Two equal charges of the same sign are separated by a distance of 2
d. Calculate the electric field
vector at the points along the perpendicular bisector of the line joining the two charges. Check the
solution for points far away from the center of the dipole.
Problem diagram:
The vector r locates the point P, where we want to calculate the electric field relative
to the origin, and is written as
\( \mathbf{r}=d\;\mathbf{i}+y\;\mathbf{j} \).
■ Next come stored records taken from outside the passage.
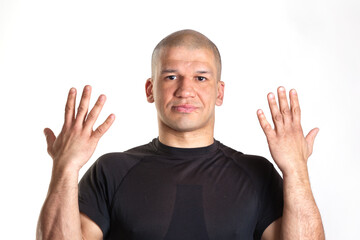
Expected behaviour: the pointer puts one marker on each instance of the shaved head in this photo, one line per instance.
(186, 38)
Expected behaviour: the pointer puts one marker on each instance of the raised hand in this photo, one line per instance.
(288, 146)
(77, 140)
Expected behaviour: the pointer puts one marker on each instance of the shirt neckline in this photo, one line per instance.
(162, 148)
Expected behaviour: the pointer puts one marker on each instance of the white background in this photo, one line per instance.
(46, 47)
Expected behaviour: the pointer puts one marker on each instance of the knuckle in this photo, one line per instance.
(81, 108)
(296, 110)
(91, 116)
(285, 111)
(68, 108)
(278, 117)
(100, 130)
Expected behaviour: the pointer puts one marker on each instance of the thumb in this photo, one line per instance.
(310, 138)
(50, 138)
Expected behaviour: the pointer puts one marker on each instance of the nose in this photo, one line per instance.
(185, 88)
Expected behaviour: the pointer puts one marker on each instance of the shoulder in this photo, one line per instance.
(257, 167)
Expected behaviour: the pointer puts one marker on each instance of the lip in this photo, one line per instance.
(184, 108)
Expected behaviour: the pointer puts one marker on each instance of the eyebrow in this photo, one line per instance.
(168, 71)
(175, 71)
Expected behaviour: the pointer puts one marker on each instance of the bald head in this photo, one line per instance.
(190, 39)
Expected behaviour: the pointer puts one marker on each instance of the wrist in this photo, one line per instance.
(63, 178)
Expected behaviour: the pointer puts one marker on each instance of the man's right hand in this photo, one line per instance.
(77, 140)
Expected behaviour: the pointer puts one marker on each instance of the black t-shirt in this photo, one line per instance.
(157, 192)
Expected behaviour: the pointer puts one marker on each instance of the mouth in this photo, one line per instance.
(185, 108)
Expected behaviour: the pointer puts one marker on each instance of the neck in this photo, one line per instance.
(185, 139)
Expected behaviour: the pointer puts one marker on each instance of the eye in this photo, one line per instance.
(171, 77)
(201, 79)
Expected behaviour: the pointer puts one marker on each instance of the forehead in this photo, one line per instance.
(170, 57)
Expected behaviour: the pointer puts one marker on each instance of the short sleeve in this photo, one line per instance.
(271, 201)
(93, 196)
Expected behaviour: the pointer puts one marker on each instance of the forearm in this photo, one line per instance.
(301, 217)
(60, 217)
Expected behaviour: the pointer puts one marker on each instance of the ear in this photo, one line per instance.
(149, 90)
(220, 93)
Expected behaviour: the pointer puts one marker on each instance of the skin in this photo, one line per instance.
(185, 89)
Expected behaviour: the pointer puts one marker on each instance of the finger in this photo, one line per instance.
(84, 104)
(101, 130)
(265, 125)
(70, 107)
(94, 113)
(275, 112)
(295, 106)
(310, 139)
(283, 103)
(50, 139)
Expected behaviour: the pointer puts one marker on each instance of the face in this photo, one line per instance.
(185, 89)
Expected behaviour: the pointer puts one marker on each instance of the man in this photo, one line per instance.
(183, 184)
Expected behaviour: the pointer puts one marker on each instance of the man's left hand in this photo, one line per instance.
(288, 146)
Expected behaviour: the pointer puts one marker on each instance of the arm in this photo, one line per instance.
(60, 217)
(290, 151)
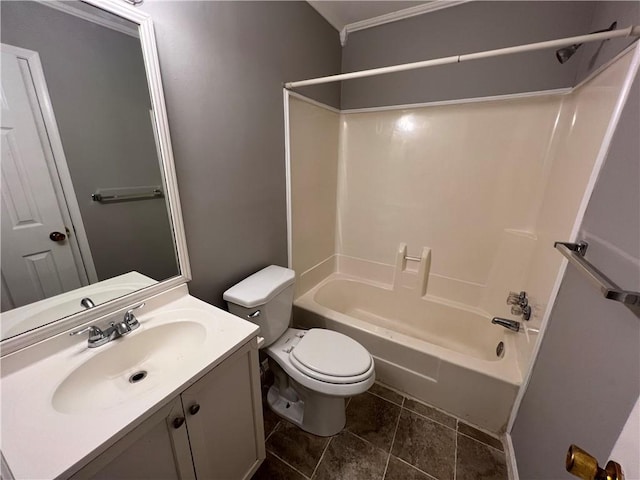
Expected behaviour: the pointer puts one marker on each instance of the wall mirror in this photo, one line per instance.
(90, 213)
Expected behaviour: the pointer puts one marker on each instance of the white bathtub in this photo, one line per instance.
(436, 351)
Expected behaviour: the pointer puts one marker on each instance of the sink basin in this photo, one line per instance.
(130, 366)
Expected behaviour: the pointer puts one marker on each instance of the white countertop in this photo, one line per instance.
(40, 442)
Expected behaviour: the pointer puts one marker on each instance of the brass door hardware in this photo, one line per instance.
(584, 465)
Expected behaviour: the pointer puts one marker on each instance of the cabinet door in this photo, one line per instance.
(158, 449)
(224, 418)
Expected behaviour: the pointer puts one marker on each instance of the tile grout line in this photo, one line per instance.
(289, 465)
(322, 456)
(416, 468)
(386, 399)
(455, 429)
(395, 432)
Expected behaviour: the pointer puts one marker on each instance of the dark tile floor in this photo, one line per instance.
(387, 436)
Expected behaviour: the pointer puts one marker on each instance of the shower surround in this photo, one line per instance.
(487, 185)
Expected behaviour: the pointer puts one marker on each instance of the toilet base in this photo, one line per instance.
(314, 412)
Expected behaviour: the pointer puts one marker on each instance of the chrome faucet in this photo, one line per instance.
(520, 304)
(512, 325)
(98, 337)
(87, 303)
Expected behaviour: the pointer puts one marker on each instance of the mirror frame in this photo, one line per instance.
(150, 55)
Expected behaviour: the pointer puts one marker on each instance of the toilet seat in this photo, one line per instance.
(345, 386)
(331, 357)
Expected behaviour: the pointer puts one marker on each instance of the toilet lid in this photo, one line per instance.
(324, 353)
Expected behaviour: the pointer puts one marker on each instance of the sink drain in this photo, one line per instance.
(138, 376)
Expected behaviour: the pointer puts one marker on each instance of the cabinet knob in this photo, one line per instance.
(57, 236)
(177, 422)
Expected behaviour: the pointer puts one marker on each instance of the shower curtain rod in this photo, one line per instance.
(632, 31)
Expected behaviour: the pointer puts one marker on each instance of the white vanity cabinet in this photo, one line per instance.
(212, 431)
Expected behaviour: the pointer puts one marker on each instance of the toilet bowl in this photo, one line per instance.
(314, 370)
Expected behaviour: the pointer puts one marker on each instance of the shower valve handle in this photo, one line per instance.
(517, 298)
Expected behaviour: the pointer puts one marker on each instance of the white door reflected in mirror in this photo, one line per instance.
(34, 266)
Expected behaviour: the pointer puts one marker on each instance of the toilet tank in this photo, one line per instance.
(264, 298)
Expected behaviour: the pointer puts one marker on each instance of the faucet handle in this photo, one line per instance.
(130, 319)
(94, 333)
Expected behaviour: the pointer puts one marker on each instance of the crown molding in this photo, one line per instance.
(67, 7)
(432, 6)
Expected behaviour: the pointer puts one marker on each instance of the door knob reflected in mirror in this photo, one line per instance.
(57, 236)
(584, 465)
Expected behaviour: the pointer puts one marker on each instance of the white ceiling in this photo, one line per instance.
(342, 13)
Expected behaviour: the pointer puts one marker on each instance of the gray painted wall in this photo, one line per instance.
(473, 27)
(593, 55)
(223, 65)
(587, 376)
(98, 89)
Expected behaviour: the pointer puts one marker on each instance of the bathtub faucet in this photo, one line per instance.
(513, 325)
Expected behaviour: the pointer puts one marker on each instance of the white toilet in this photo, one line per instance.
(315, 370)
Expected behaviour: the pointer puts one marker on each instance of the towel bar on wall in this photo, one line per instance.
(574, 252)
(125, 194)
The vector r1 goes from the origin to the charge +q (on the left in Figure 1),
as the charge is located at the origin this vector is equal to zero,
\( \mathbf{r}_{1}=\mathbf{0} \).
The vector r−r1 goes from the charge to point P, in this case it
coincides with the vector r, it is given by
\( \mathbf{r}-\mathbf{r}_{1}=d\;\mathbf{i}+y\;\mathbf{j}-\mathbf{0}=d\;\mathbf{i}+y\;\mathbf{j} \).
The vector r is the same as in the previous situation. The vector r2 goes from
the origin to the second charge +q, and is given by
\( \mathbf{r}_{2}=2d\mathbf{i} \).
The vector r−r2 goes from the charge to the point P, and is given
by
\( \mathbf{r}-\mathbf{r}_{2}=d\;\mathbf{i}+y\;\mathbf{j}-2d\mathbf{i}=-d\;\mathbf{i}+y\;\mathbf{j} \),
(Figure 2).
Solution
The electric field vector of a discrete system of charges is calculated by
\[
\begin{gather}
\bbox[#99CCFF,10px]
{\mathbf{E}=\frac{1}{4\pi \epsilon_{0}}\;\sum_{i=1}^{n}\;\frac{q_{i}}{\left|\mathbf{r}-\mathbf{r}_{i}\right|^{2}}\;\frac{\mathbf{r}-\mathbf{r}_{i}}{\left|\mathbf{r}-\mathbf{r}_{i}\right|}}
\end{gather}
\]
\[
\begin{gather}
\mathbf{E}=\frac{1}{4\pi \epsilon_{0}}\left\{\frac{q_{1}}{\left|\mathbf{r}-\mathbf{r}_{1}\right|^{2}}\;\frac{\mathbf{r}-\mathbf{r}_{1}}{\left|\mathbf{r}-\mathbf{r}_{1}\right|}+\frac{q_{2}}{\left|\mathbf{r}-\mathbf{r}_{2}\right|^{2}}\;\frac{\mathbf{r}-\mathbf{r}_{2}}{\left|\mathbf{r}-\mathbf{r}_{2}\right|}\right\}
\end{gather}
\]
The denominators of the above equation are written as
\( \left|\mathbf{r}-\mathbf{r}_{1}\right|=\sqrt{d^{2}+y^{2}\;} \),
\( \left|\mathbf{r}-\mathbf{r}_{1}\right|^{2}=d^{2}+y^{2} \),
\( \left|\mathbf{r}-\mathbf{r}_{2}\right|=\sqrt{(-d)^{2}+y^{2}\;}=\sqrt{d^{2}+y^{2}\;} \).
and
\( \left|\mathbf{r}-\mathbf{r}_{2}\right|^{2}=d^{2}+y^{2} \)
\[
\begin{gather}
\mathbf{E}=\frac{1}{4\pi \epsilon_{0}}\left\{\frac{q}{\left(d^{2}+y^{2}\right)^{1/2}}\;\frac{\left(d\;\mathbf{i}+y\;\mathbf{j}\right)}{\left(d^{2}+y^{2}\right)}+\frac{q}{\left(d^{2}+y^{2}\right)^{1/2}}\;\frac{\left(-d\;\mathbf{i}+y\;\mathbf{j}\right)}{\left(d^{2}+y^{2}\right)}\right\}\\[5pt]
\mathbf{E}=\frac{1}{4\pi\epsilon_{0}}\frac{q}{\left(d^{2}+y^{2}\right)^{3/2}}\left[d\;\mathbf{i}+y\;\mathbf{j}-d\;\mathbf{i}-y\;\mathbf{j}\right]\\[5pt]
\mathbf{E}=\frac{1}{4\pi\epsilon_{0}}\frac{2yq}{\left(d^{2}+y^2\right)^{3/2}}\;\mathbf{j}
\end{gather}
\]
\[
\begin{gather}
\bbox[#FFCCCC,10px]
{\mathbf{E}=\frac{1}{4\pi \epsilon_{0}}\frac{2qy}{\left(d^{2}+y^{2}\right)^{3/2}}\;\mathbf{j}}
\end{gather}
\]
For points far from the center of the dipole we have,
y≫
d, we can neglect the term in
d2 in the denominator, and the solution will be
\[
\begin{gather}
\bbox[#FFCCCC,10px]
{\mathbf{E}=\frac{1}{4\pi \epsilon_{0}}\frac{2q}{y^{2}}\;\mathbf{j}}
\end{gather}
\]